You decide what belongs in one skill versus three. You write descriptions that need to work for humans and embeddings, which are overlapping audiences in the same way a map and a weather report are both rectangles. You keep examples current. You document edge cases. You remove old guidance before it becomes a fossil with commit access.

This is expert systems work with better models around it. The tooling changed. The old problem did not politely leave the room.

And the reason we are doing it is revealing: models are not yet reliable enough to infer safe action directly from raw interfaces, schemas, docs, and live state. So we build scaffolding. We give the model a curated shortcut through the world.

Then the shortcut becomes infrastructure. Then the infrastructure becomes policy. Then someone asks why the agent ignored the new API behavior, and the answer is that the semantic database was built by hand and nobody updated the sign.

What to Build Anyway

None of this means skills are useless. They are useful. They are often the least bad way to give an agent operational shape.

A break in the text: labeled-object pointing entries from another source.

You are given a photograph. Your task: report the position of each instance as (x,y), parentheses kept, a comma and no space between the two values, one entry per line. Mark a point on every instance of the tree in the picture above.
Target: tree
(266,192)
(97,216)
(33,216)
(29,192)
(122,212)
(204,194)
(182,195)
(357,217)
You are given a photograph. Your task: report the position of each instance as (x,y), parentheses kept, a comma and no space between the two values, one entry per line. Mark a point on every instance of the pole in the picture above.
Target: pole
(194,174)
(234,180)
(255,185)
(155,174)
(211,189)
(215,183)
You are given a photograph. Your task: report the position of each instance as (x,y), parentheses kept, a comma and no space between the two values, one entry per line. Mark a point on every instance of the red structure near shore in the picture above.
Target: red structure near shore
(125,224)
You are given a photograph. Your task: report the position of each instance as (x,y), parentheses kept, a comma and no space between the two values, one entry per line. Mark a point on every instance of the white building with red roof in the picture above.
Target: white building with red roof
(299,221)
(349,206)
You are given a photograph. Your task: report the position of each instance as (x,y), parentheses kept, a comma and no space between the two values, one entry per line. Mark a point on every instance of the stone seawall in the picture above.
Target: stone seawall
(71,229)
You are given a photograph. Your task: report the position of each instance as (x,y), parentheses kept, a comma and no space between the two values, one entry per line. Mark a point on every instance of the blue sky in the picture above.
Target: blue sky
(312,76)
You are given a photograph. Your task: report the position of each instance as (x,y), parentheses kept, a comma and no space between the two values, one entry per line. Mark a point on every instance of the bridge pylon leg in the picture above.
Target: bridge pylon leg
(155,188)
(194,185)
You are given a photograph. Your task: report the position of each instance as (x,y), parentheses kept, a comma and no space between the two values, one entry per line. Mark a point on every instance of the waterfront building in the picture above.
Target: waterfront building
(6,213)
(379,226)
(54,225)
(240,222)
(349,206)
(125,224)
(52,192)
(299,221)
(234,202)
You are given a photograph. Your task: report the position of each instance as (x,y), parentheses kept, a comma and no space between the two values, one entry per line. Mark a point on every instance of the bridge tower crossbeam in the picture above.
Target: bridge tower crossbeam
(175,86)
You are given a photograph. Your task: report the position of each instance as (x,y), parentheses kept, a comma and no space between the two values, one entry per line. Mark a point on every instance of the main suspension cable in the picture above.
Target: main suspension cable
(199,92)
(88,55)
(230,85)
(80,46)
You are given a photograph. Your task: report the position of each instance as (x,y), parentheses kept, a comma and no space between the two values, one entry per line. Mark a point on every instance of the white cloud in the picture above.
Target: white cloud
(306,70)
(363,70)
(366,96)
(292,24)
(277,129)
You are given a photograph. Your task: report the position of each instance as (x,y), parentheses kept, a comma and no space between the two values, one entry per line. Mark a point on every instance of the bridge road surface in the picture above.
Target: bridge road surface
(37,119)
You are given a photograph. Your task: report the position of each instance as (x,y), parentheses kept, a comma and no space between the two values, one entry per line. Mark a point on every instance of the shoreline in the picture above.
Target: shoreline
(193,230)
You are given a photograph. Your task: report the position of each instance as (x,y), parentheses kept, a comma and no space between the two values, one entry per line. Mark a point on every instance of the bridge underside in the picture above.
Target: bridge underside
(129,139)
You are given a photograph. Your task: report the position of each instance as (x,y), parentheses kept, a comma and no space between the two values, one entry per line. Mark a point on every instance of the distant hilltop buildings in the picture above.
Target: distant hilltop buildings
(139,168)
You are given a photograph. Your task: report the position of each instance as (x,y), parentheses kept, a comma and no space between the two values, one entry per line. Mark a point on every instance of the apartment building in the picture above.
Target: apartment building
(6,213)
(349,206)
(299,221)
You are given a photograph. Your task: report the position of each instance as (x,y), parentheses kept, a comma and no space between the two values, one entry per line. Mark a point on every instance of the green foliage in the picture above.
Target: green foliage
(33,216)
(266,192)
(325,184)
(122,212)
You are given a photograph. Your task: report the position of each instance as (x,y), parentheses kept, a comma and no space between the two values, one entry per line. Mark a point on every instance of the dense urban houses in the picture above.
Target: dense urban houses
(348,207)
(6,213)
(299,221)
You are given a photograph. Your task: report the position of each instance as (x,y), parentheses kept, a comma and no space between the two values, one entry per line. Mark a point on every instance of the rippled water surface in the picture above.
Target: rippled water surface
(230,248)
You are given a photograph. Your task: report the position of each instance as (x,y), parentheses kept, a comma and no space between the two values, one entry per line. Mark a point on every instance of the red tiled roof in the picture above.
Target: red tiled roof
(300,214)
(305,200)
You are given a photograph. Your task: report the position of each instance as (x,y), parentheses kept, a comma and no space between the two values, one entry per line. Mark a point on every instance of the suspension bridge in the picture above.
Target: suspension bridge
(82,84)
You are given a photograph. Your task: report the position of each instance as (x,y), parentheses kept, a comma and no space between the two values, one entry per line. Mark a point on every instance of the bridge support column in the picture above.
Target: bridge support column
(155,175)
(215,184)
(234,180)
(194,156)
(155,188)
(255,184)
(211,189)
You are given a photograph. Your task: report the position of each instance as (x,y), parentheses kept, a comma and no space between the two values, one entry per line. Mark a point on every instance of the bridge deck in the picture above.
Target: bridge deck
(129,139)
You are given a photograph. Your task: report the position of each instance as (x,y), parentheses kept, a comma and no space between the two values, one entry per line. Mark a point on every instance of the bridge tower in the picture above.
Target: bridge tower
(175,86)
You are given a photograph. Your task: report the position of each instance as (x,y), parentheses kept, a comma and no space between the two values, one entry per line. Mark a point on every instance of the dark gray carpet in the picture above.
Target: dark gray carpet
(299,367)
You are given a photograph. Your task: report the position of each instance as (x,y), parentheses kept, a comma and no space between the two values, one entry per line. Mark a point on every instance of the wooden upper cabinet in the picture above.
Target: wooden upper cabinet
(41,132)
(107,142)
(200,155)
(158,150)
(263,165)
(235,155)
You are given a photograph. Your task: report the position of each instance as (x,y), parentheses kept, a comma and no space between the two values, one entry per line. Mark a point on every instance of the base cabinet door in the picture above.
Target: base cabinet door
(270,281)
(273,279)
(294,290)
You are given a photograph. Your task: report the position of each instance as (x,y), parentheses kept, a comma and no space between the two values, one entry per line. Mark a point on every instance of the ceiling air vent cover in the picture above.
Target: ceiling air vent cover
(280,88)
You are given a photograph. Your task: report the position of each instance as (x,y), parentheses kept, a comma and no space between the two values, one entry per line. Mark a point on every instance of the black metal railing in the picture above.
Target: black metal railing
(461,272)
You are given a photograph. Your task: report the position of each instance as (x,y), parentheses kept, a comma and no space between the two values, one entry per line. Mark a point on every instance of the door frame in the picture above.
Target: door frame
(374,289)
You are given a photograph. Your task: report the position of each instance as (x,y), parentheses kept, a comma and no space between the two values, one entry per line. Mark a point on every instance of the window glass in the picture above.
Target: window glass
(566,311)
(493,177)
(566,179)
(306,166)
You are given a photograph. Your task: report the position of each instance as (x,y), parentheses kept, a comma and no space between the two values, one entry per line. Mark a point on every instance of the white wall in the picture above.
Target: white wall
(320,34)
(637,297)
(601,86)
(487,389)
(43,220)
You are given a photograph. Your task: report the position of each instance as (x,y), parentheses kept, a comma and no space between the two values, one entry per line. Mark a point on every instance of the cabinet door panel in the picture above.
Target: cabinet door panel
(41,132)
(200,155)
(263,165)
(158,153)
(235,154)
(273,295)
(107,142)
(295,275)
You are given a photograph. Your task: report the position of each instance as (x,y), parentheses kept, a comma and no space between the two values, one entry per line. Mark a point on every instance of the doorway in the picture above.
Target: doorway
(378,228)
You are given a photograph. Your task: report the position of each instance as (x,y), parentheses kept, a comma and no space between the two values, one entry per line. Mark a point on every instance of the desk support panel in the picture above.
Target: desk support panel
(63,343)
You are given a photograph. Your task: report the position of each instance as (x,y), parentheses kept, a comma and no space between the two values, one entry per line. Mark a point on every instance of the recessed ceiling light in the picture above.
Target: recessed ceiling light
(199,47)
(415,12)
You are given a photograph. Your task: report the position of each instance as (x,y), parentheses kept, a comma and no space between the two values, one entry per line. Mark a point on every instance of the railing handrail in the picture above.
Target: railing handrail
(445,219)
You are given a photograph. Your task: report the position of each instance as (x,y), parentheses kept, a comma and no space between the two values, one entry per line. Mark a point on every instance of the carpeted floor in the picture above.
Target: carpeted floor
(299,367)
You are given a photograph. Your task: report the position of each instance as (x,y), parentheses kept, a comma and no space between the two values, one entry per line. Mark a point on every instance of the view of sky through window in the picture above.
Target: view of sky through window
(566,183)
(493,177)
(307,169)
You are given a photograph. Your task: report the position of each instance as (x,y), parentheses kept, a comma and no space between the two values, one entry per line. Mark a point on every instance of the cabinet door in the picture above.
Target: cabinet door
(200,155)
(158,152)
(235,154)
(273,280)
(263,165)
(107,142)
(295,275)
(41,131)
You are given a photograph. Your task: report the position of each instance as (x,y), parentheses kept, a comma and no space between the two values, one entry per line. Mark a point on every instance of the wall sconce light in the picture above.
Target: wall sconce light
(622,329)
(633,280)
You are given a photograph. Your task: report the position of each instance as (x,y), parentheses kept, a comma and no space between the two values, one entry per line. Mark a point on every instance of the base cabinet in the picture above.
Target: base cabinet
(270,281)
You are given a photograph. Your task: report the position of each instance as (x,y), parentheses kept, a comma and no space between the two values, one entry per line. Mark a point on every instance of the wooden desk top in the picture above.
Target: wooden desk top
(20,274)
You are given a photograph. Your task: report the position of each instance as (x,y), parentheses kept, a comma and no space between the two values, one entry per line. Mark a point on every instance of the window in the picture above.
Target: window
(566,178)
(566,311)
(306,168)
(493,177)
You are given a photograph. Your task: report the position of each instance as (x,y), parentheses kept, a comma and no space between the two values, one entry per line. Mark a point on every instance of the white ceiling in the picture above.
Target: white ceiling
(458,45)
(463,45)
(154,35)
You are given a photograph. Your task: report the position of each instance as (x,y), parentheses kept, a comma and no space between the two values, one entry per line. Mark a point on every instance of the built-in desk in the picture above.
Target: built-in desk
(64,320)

But they need to be treated like contracts, not vibes.

Descriptions should be small, current, and testable. The skill should say when not to use it. Examples should exercise real invocation paths, not imaginary happy paths. If a tool changes, the skill should fail review until the description changes with it. If retrieval selects the wrong skill, that should be observable, not a shrug buried in a trace no one reads unless the demo catches fire.

The more a skill can cause real side effects, the more boring it should be. Clear name. Clear scope. Clear stop conditions. No heroic prose. No marketing fog. No pretending that fuzzy lookup has become understanding.

The boring version is better because boring things are easier to distrust correctly.

Where This Leaves Us

The current skill model is a pragmatic compromise. It ships. It helps. It also carries costs that are easy to underestimate: authoring overhead, retrieval uncertainty, stale guidance, hidden coupling, and a constant temptation to call a prompt library an operating system.

The future probably needs better grounding, not just better retrieval. Models need to reason over live system state, schemas, permissions, docs, examples, and consequences with less hand-curated mediation. That is a capability problem. We are not there yet.

Until then, we are building semantic databases by hand. That can be the right tradeoff. It is just worth naming honestly.

An AI skill is not really a skill. It is a well-organized prompt artifact with a fuzzy lookup and, if you are careful, a few guardrails around the sharp parts.

Useful? Yes.

Magic? No.

We are in the scaffolding phase. The scaffolding is load-bearing. Build it like it will be there for a while, because it will.